Representative Bobby Scott said the Department of Agriculture has hidden data that shows its recent proposed changes to the food stamp program may mean that half a million low-income students would lose free meals.

The Democratic representative, who serves as the chairman of the House Committee on Education and Labor, wrote in a letter to Secretary of Agriculture Sonny Perdue that the Trump administration’s formal proposal which revises who qualifies for the program makes no mention of the effect the changes to the Supplemental Nutrition Assistance Program would have on school meal eligibility.

Scott said in the letter that “the proposed rule will impact not only SNAP eligibility, but will also affect children’s eligibility for school meal programs.” He stresses that the program “allows schools to provide free meals to” low-income students.
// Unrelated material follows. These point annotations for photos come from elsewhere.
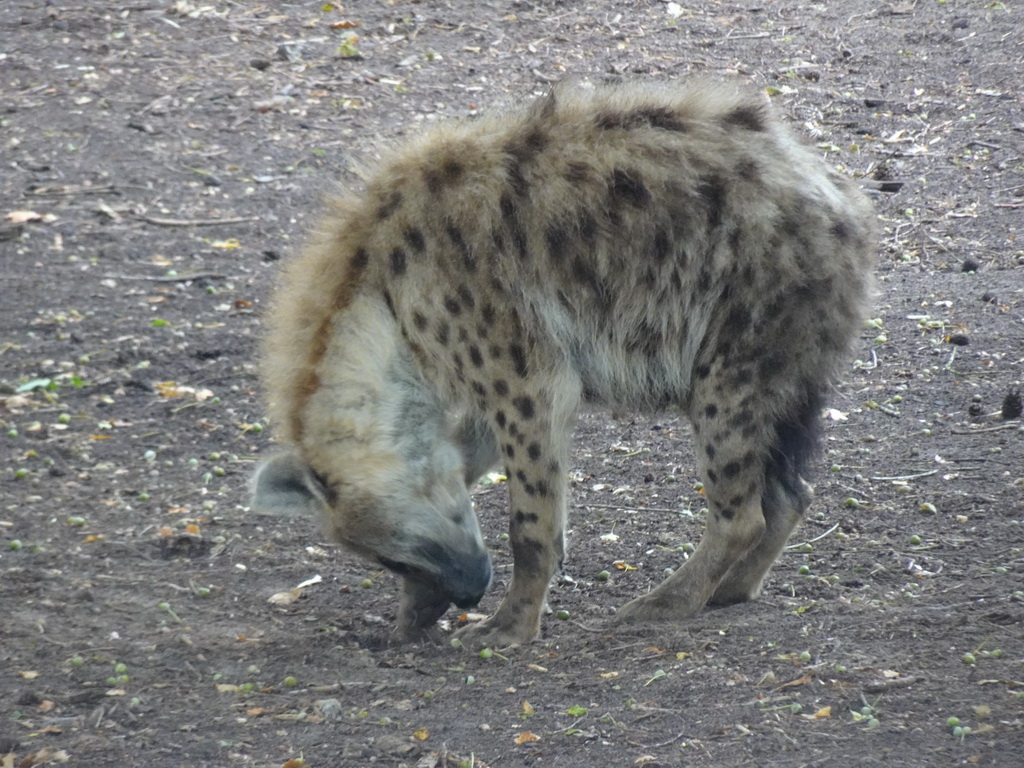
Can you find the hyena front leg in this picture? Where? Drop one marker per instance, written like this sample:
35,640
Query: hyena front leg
535,446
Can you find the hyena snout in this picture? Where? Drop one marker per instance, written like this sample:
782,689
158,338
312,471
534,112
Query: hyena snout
445,573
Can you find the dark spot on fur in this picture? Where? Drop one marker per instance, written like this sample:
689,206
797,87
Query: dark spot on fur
653,117
587,226
629,187
360,259
751,117
442,334
585,273
449,173
524,406
389,206
453,305
741,419
526,555
518,360
397,261
415,239
466,296
557,240
842,230
738,321
522,517
663,245
455,235
748,170
714,192
577,173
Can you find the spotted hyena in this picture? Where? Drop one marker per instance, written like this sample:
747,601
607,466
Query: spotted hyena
638,246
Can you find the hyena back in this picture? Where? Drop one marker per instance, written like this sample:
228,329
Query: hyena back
637,246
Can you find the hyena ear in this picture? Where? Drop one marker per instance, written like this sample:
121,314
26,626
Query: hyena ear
285,484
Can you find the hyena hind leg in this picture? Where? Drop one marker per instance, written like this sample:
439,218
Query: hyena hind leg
782,506
479,446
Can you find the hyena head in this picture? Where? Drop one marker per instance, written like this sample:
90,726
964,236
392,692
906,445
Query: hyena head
383,464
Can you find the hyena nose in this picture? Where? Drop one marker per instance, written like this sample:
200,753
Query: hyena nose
469,581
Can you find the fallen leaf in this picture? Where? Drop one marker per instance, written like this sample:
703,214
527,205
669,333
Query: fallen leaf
285,598
20,217
799,681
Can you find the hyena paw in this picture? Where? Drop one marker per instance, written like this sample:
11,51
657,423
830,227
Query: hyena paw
653,608
494,633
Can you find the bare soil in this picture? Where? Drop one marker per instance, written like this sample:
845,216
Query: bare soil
159,159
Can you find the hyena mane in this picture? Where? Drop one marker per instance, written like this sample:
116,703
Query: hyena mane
637,246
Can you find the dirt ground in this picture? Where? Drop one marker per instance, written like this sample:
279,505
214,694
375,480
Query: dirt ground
160,158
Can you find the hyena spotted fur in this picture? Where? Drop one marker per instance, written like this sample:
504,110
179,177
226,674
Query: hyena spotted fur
637,246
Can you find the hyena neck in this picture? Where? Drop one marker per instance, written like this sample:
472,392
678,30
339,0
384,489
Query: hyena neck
372,409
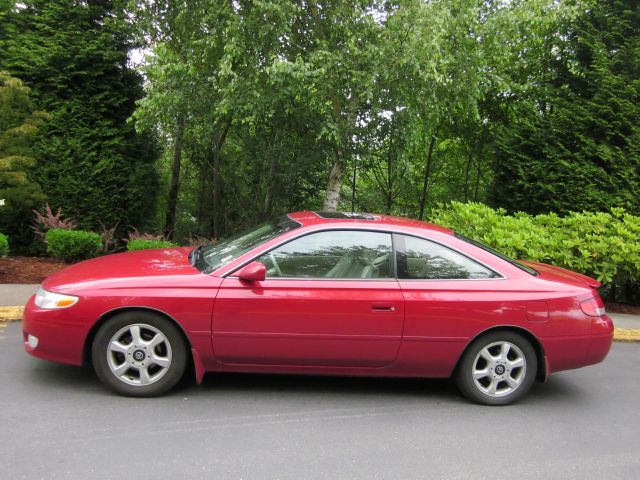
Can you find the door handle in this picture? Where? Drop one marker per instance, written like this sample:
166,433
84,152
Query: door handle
383,308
His committee, the chairman added, found out about the impact on school lunches in a phone briefing with USDA staff, requesting that the Agriculture Department’s proposal to include the estimate and restart the 60-day comment period be revised, CNN reports. The staff said that 93 percent of the affected students would qualify for reduced-priced meals, meaning that the schools can charge up to 30 cents for each breakfast and 40 cents for each lunch.

Scott pointed out that the USDA’s proposed rules must by law include “relevant scientific and technical findings,” stressing that the impact on school meals is a significant “technical finding that must be made public.”

The rule, proposed by the Trump administration on Tuesday, could strip around 3.1 million people of their food stamp benefits. Under the current law, children whose families receive food stamps automatically become part of a program that provides them free breakfast and lunch at school.

However, NBC News writes, because the two programs are linked, they could now likewise lose their free meals at school.

A spokesperson for the USDA refused to comment on the rule’s effect, saying the department “cannot provide additional information during the public comment period.”